Nvidia rely on deeply binding the hardware with the "moat" of CUDA, and took away the overtime excess profits of the entire upstream and downstream.
To dig his corner, unless there are two situations:
First, it has been found that the wrong downstream has been united, and the ships and ladders that can smuggle.The tens of billions of expenditures of technology giants have contributed to Nvidia, and they have long hated itching.But a family is too difficult to do ecology, unless there is a real powerful open source alliance (already started), just like Android compete with iOS.After a year, we can look back at CUDA’s moat.
Second, a new technology tree emerges in this world to cover the AI trend.How likely is it in the short term?
Therefore, from the perspective of Nvidia’s strategic layout, Nvidia will not fall into the situation of Cisco for the time being. In the future, Nivioida will still be the hegemon of this field.
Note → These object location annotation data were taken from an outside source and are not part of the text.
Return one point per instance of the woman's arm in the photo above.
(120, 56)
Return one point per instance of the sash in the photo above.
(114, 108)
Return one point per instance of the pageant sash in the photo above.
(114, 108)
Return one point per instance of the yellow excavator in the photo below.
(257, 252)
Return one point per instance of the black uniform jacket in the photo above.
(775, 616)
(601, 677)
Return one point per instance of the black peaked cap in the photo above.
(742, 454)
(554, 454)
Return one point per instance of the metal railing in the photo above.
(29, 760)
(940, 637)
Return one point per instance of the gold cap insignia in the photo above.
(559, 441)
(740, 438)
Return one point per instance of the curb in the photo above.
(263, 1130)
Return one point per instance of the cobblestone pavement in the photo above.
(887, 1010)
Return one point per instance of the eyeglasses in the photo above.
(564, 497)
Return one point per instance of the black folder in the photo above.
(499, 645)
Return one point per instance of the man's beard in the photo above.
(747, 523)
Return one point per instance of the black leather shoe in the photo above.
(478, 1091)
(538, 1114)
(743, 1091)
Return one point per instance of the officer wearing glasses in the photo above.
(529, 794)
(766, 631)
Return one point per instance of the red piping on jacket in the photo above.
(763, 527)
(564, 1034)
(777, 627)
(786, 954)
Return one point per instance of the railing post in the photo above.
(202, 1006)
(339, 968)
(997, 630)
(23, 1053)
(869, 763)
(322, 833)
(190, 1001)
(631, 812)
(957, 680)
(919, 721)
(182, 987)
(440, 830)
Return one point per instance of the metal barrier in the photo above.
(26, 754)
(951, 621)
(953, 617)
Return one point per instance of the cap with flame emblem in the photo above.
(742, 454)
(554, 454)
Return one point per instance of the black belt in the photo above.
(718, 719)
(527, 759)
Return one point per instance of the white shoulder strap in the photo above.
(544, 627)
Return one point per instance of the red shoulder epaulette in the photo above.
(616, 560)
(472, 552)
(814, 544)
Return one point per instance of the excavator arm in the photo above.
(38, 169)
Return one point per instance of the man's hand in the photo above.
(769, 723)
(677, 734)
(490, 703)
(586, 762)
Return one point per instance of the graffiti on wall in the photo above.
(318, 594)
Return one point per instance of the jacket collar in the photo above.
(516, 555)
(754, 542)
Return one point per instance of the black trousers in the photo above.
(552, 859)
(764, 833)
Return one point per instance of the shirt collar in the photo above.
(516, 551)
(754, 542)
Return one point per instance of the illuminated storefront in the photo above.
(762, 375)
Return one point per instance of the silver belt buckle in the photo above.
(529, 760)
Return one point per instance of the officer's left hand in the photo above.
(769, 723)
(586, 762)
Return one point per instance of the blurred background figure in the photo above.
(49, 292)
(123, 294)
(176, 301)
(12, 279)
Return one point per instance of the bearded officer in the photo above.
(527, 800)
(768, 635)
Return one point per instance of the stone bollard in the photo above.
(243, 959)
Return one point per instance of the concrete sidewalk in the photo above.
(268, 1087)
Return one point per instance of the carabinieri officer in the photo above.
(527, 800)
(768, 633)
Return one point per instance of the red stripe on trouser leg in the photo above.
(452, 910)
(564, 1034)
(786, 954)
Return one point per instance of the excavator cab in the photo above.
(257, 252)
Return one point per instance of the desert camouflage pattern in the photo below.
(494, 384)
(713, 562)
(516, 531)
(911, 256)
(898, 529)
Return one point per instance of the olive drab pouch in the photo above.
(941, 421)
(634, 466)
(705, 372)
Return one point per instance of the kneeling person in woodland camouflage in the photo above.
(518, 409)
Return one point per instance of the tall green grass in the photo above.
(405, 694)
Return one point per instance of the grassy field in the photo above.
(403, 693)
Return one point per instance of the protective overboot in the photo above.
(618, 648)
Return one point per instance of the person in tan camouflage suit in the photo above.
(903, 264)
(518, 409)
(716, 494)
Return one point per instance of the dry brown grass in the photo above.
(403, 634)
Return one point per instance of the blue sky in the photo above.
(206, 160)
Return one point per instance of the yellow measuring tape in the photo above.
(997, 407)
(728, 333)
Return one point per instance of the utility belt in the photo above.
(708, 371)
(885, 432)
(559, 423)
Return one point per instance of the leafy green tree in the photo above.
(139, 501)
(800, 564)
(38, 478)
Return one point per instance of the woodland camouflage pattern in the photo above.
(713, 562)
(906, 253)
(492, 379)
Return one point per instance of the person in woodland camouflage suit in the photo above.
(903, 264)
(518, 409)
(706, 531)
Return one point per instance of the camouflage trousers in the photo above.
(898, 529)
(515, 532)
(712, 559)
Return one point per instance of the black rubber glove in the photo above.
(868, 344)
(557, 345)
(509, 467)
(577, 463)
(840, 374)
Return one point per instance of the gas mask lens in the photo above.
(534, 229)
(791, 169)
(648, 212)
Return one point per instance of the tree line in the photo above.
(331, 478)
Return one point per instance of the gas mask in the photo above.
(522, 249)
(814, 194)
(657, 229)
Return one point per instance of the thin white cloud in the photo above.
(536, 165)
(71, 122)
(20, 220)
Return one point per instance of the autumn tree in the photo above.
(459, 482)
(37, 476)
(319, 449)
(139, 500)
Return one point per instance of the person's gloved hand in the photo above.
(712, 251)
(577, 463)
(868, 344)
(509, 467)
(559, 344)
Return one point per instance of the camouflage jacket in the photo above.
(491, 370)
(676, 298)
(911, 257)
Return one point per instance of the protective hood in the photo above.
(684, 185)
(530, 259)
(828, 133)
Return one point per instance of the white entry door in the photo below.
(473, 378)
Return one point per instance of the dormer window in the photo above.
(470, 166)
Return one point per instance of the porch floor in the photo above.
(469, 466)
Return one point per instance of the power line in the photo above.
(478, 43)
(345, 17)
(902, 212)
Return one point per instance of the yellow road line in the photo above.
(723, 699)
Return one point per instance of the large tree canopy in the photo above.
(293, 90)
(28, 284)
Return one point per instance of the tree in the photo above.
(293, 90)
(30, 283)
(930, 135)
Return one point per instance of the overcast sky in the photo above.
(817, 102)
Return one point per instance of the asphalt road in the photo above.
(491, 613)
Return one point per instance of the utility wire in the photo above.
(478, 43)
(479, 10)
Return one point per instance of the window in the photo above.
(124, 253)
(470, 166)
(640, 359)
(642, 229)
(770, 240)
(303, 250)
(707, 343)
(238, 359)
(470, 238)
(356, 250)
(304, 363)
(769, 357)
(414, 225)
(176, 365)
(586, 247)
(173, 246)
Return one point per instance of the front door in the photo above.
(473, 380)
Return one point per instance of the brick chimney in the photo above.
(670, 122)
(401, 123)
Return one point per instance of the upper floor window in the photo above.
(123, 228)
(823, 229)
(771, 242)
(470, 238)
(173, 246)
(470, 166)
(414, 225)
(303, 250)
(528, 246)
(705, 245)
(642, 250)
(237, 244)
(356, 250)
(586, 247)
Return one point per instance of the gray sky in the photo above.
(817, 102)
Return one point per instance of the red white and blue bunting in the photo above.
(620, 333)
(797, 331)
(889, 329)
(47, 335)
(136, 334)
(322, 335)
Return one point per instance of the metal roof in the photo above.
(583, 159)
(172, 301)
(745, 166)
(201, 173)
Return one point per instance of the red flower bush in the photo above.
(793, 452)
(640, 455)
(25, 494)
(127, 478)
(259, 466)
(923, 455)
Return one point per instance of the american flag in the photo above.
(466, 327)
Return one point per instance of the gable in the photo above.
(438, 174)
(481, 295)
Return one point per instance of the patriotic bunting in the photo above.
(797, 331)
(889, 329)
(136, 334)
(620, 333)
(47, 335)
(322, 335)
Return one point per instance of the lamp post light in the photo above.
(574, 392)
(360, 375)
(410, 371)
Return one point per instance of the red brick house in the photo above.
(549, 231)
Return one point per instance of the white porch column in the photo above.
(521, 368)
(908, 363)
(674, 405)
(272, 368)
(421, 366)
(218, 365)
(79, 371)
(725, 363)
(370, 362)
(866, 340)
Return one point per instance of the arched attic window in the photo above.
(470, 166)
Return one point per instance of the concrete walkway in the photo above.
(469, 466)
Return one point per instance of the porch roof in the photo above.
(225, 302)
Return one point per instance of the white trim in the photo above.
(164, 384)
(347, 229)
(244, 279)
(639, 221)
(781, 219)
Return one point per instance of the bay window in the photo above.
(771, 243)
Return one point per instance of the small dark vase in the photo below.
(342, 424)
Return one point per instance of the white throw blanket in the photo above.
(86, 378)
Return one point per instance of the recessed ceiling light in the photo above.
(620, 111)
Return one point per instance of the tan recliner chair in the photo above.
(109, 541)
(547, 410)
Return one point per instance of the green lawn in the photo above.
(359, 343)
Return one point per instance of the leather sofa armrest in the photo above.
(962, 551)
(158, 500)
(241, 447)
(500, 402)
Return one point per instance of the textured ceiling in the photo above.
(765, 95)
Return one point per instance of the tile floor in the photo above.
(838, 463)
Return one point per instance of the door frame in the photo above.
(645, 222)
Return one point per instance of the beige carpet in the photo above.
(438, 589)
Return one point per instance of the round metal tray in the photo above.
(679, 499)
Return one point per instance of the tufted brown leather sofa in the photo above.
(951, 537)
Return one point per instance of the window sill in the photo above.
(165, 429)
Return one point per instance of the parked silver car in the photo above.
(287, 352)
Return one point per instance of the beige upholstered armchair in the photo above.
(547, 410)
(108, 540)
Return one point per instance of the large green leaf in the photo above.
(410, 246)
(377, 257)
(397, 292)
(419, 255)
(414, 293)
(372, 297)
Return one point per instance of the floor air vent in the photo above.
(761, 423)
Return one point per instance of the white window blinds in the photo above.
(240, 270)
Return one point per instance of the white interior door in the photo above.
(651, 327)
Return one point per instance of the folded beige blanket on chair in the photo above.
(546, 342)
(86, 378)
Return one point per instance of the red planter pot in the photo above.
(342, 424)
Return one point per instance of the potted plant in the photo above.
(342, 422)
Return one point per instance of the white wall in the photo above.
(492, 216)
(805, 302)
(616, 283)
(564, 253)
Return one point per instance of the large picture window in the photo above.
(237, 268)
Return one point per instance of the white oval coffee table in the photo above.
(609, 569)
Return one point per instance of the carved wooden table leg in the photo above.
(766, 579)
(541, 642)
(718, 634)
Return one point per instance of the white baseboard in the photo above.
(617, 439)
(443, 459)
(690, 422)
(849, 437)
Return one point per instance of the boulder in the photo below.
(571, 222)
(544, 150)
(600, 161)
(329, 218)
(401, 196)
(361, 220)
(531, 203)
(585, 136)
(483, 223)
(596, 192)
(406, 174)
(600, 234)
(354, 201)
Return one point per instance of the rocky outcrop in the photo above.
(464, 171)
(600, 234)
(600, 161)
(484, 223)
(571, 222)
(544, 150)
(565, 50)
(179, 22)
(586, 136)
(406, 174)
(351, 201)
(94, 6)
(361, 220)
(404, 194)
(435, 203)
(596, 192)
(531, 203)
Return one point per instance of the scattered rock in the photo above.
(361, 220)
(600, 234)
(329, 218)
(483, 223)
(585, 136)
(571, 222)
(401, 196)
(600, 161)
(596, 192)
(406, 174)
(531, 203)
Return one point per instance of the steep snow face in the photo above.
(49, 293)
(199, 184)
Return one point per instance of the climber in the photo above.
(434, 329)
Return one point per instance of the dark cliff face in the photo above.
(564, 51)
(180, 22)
But this does not mean that the owner of the yellow religion can sit high.
Wind can carry pigs to destroy pigs
Because of the rise of Nvidia, he borrowed it.
Nvidia’s CUDA ecosystem is a moat, but its key to the leading hardware is not the leading design, but in process technology.In other words, the deepest layer of moat is the chip manufacturing of TSMC, and the bottom layer of the moat is the ASML EUV light carved machine.
But why since last year, although TSMC and ASML have also risen, they have not risen much? Because it happens that Nvidia is the pig in AI.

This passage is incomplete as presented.